The article, “Xylazine and Adulterants in the Evolving Drug Supply: Urgent Call for Responsive Education Models,” has been published in SAj.
In this commentary, the authors state that novel adulterants and synthetic substances are rapidly infiltrating the US and international drug supply. Efforts to reduce the overprescription of opioids, compounded by increased pressure from law enforcement, have led to shifts in the US drug market and forced people to seek illicit sources which are at risk of adulteration. This shifting drug landscape has resulted in an increasingly dangerous and unregulated supply. Initially an adulterant to heroin, fentanyl, a potent synthetic opioid, has now largely replaced heroin as the dominant illicit opioid in the US. This shift has resulted in an exponential rise in fatal overdoses and other drug-related harms. As the addiction care community continues to navigate the challenges posed by fentanyl, the nation must now adapt to yet another emerging substance, xylazine, contaminating the illicit drug supply.

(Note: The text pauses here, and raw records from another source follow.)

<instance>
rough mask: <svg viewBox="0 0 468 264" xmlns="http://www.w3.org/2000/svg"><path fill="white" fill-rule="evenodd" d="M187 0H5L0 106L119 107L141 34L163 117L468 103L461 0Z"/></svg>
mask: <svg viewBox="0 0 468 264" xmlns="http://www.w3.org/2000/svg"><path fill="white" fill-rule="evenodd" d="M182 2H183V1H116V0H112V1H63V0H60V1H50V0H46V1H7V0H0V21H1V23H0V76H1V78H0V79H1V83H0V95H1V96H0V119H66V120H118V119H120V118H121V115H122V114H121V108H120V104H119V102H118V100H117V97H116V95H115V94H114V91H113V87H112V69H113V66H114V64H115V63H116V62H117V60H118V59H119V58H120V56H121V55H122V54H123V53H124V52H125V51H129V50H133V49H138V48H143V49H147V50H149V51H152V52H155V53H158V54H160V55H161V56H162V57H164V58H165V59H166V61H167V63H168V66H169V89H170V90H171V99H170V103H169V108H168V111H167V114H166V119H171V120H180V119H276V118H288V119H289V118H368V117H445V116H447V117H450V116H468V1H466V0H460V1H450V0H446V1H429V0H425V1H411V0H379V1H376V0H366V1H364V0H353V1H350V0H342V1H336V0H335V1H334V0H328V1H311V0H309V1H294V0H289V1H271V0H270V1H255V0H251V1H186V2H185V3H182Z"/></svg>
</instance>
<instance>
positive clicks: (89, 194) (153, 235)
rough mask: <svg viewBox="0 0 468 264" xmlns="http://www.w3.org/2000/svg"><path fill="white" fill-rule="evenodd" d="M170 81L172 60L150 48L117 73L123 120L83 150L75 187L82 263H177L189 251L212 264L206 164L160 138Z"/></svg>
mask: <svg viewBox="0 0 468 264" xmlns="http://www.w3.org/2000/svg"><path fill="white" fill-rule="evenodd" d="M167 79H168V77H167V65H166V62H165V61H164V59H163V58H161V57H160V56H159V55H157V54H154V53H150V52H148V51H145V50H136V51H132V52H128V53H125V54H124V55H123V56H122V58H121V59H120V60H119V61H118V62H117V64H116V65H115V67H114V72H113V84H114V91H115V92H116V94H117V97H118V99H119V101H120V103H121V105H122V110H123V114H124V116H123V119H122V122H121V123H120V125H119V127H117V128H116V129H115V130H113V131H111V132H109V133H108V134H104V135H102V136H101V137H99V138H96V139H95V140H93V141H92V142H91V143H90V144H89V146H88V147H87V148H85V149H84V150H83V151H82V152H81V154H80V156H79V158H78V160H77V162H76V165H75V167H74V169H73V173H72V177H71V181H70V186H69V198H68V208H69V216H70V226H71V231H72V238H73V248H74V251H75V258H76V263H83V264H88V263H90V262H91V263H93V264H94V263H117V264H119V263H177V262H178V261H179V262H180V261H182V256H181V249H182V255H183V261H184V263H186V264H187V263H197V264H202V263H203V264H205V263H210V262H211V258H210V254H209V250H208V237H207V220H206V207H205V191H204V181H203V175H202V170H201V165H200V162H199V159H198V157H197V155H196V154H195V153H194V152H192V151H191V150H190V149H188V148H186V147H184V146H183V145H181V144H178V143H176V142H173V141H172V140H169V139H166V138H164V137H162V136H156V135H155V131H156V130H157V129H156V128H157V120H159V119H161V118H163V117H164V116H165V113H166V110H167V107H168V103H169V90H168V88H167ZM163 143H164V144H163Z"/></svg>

In the AUTHORS’ OWN WORDS, they relate the importance of their work:
“Public health threats significantly affect population health, and early effective distribution of information is critical to enhance clinical response capabilities. In the context of the evolving supply to date, avenues for timely continuing and interprofessional dissemination of information for those in practice have been limited. Providers can seek opportunities for collaborative learning during annual national conferences that require membership or payment; or self-directed learning using emerging literature that requires practical and contextual translation; or rely on freestanding online resources, webinars, or courses, which may exclude the voice of the harm reduction community. Brief, interactive, didactic-based trainings have been effective and are valuable mechanisms to distribute information and implement practices in this field. In the rapidly evolving space of new psychoactive substances, peer-reviewed statistical and clinical evidence takes time to accrue. A significant body of current working knowledge from those with lived experience and professional exposure is communicated through professional and informal networks, including social media, and can be used to address urgent and novel substance-related harms. We describe our experience and lessons learned leveraging a robust existing training and technical assistance (TTA) model to disseminate education and information about xylazine as an emerging threat in the absence of robust clinical guidelines and a peer-reviewed evidence base.”
“Our responsive educational training on xylazine had broad reach and impact allowing for timely dissemination of information. By leveraging a flexible TTA model, our team was able to provide accessible education with free CEC to a diverse group of professionals and community members. Post-training participant feedback was critical to facilitate adaptation of content and aid development of needed resources for the field. By pairing information gathered from literature and nontraditional sources with established clinical protocols and harm reduction strategies from the field, we were able to provide tangible education. The added benefit of working with a robust TTA team allowed us to proactively update information in real time that participants could consider implementing in their own practices—all before literature and official public health guidance became accessible.”